Aggregate features

Quantile bin summary statistic features.

`featurely.aggregate`

Bin-level aggregate features.

Binning a driver feature and attaching per-bin summary statistics gives each row context about the group it belongs to, for example the mean of one feature across all rows in the same quantile bin of another. Only feature columns are aggregated, so the candidates carry no target information and cannot leak.

`compute_bin_aggregates(df, bin_feature, agg_features, n_bins=10, stats=('mean',))`

Return per-bin summary statistic candidates for one binned feature.

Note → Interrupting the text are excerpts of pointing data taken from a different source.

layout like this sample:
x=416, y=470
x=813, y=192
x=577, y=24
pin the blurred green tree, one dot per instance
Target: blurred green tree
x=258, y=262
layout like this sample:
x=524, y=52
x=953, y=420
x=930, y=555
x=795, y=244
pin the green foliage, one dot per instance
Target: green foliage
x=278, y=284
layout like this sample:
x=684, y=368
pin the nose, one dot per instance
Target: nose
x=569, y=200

Rows are assigned to quantile bins of bin_feature (equal-count bins, so sparse regions do not produce empty groups), then each row receives the bin-level statistic of every column in agg_features.

Parameters:

Name	Type	Description	Default
`df`	`DataFrame`	Input frame; not modified.	required
`bin_feature`	`str`	Column whose quantile bins define the groups.	required
`agg_features`	`list[str]`	Columns to summarize within each bin.	required
`n_bins`	`int`	Number of quantile bins.	`10`
`stats`	`tuple[str, ...]`	Summary statistics to compute, by pandas name, e.g. `("mean", "median")`.	`('mean',)`

Returns:

Type	Description
`DataFrame`	A frame of candidate columns named
`DataFrame`	`{bin_feature}bin{n_bins}_{stat}_{col}`.

Source code in src/featurely/aggregate.py

def compute_bin_aggregates(
    df: pd.DataFrame,
    bin_feature: str,
    agg_features: list[str],
    n_bins: int = 10,
    stats: tuple[str, ...] = ("mean",),
) -> pd.DataFrame:
    """Return per-bin summary statistic candidates for one binned feature.

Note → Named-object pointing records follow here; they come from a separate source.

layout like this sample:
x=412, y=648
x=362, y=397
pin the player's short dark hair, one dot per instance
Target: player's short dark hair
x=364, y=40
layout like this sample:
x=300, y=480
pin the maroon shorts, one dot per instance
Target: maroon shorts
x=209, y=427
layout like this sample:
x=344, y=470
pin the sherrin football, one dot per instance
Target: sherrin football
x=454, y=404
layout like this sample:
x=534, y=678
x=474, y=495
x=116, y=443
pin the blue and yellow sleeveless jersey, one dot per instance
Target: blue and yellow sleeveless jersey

    Rows are assigned to quantile bins of ``bin_feature`` (equal-count bins,
    so sparse regions do not produce empty groups), then each row receives
    the bin-level statistic of every column in ``agg_features``.

    Args:
        df: Input frame; not modified.
        bin_feature: Column whose quantile bins define the groups.
        agg_features: Columns to summarize within each bin.
        n_bins: Number of quantile bins.
        stats: Summary statistics to compute, by pandas name, e.g.
            ``("mean", "median")``.

    Returns:
        A frame of candidate columns named
        ``{bin_feature}bin{n_bins}_{stat}_{col}``.
    """

    bins = pd.qcut(df[bin_feature], q=n_bins, duplicates="drop")
    grouped = df.groupby(bins, observed=True)

    out = {}

    for stat in stats:
        for col in agg_features:
            name = f"{bin_feature}bin{n_bins}_{stat}_{col}"

            # transform broadcasts the group statistic back onto each row.
            out[name] = grouped[col].transform(stat)

    return pd.DataFrame(out, index=df.index)